This policy brief summarises the insights conducted under the CECILIA2050 project on the international dimensions of EU climate policy. The aims of the research were to understand the economic and political interactions between EU policies and the rest of the world, assess the effectiveness of these measures and determine the legal and political feasibility of policy responses in regards to diminishing the risk of carbon leakage.
Five key conclusions can be drawn from the research.
- Conclusion 1: In a fragmented world, ambitious emissions reduction policies by sub-global coalitions may have difficulties achieving the “two degrees” target.
- Conclusion 2: In a fragmented world, without comparable policies in the rest of the world, the effect of ambitious EU climate policy on the competitiveness of energy-intensive and trade-exposed sectors may be negative in the long run.
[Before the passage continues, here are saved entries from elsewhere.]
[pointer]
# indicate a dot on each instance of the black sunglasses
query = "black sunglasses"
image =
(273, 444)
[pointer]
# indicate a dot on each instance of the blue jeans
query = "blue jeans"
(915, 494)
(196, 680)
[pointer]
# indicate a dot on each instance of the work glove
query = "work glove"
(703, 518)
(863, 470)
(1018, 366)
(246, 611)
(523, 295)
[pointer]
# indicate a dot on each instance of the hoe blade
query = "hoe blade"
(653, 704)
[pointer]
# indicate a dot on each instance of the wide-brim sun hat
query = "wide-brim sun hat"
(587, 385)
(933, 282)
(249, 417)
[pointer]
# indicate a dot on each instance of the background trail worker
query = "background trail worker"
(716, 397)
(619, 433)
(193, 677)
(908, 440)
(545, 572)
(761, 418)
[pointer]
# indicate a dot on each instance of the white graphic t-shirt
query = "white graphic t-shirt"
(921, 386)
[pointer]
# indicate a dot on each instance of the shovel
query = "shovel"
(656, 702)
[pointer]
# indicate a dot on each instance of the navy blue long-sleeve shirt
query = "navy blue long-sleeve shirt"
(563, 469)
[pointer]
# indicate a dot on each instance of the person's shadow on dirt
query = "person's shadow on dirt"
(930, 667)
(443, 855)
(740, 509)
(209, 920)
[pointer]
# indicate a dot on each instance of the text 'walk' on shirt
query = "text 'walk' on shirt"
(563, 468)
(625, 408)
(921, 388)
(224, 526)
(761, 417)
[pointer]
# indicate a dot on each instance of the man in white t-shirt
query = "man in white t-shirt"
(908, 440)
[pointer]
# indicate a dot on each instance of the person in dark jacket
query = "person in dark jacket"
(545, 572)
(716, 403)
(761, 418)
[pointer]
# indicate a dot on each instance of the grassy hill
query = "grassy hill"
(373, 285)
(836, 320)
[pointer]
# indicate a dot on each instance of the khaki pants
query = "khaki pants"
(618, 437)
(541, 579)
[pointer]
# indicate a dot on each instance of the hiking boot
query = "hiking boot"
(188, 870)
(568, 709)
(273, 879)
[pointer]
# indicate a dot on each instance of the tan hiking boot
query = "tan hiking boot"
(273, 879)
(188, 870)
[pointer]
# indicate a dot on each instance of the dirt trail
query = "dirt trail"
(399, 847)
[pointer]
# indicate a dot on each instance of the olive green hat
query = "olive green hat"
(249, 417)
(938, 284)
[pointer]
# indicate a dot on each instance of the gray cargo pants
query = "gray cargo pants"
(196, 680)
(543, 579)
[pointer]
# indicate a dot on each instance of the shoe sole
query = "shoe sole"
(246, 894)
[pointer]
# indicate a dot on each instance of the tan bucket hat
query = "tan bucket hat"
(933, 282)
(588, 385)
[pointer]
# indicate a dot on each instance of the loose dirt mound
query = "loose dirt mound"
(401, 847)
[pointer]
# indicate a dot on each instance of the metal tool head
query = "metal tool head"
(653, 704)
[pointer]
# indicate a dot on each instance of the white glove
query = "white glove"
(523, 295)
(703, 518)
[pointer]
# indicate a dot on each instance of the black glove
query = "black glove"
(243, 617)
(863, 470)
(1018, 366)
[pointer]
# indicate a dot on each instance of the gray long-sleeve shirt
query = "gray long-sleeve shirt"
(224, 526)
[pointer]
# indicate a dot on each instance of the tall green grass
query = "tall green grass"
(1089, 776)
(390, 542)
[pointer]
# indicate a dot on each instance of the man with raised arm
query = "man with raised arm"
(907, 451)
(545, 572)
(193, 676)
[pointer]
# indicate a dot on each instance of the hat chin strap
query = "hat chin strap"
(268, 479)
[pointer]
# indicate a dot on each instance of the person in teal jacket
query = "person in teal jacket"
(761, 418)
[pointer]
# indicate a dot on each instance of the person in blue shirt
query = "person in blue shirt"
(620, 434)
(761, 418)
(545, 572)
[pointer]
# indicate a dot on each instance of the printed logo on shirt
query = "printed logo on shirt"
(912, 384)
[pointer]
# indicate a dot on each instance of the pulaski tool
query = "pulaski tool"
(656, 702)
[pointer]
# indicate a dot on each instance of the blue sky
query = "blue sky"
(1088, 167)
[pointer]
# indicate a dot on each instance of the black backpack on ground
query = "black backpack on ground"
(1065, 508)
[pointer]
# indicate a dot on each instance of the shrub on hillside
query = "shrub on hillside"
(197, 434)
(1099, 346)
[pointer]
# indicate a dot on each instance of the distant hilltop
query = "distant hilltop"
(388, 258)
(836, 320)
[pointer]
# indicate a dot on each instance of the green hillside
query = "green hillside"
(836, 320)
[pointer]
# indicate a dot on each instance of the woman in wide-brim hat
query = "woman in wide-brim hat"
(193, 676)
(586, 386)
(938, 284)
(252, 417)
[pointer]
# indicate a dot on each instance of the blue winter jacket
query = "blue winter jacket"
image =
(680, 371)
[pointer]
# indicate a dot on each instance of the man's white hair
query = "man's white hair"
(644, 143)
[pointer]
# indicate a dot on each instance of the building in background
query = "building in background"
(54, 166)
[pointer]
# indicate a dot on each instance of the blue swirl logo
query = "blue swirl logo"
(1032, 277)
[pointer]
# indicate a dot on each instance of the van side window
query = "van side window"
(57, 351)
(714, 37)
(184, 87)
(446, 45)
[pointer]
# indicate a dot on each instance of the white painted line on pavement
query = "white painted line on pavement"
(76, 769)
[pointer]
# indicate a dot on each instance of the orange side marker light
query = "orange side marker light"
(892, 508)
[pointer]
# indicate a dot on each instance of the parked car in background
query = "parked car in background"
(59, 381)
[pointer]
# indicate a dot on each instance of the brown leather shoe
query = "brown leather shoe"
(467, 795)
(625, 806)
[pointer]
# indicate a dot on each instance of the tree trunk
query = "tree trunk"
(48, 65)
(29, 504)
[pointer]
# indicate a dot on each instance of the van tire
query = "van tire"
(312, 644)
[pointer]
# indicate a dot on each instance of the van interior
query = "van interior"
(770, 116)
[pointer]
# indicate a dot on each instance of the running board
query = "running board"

- Conclusion 3: Current and proposed anti-leakage measures are not ‘optimal’ in all respects.
- Conclusion 4: The best way to mitigate carbon leakage and loss of competitiveness in the long run is to promote low-carbon innovation in industry.
- Conclusion 5: Promoting low-carbon innovation in industry may be the best policy to enhance the international competitiveness of the entire EU industry and may provide a first-mover advantage.
More detailed results can be found in the reports on the international context and carbon leakage that underlie this policy brief.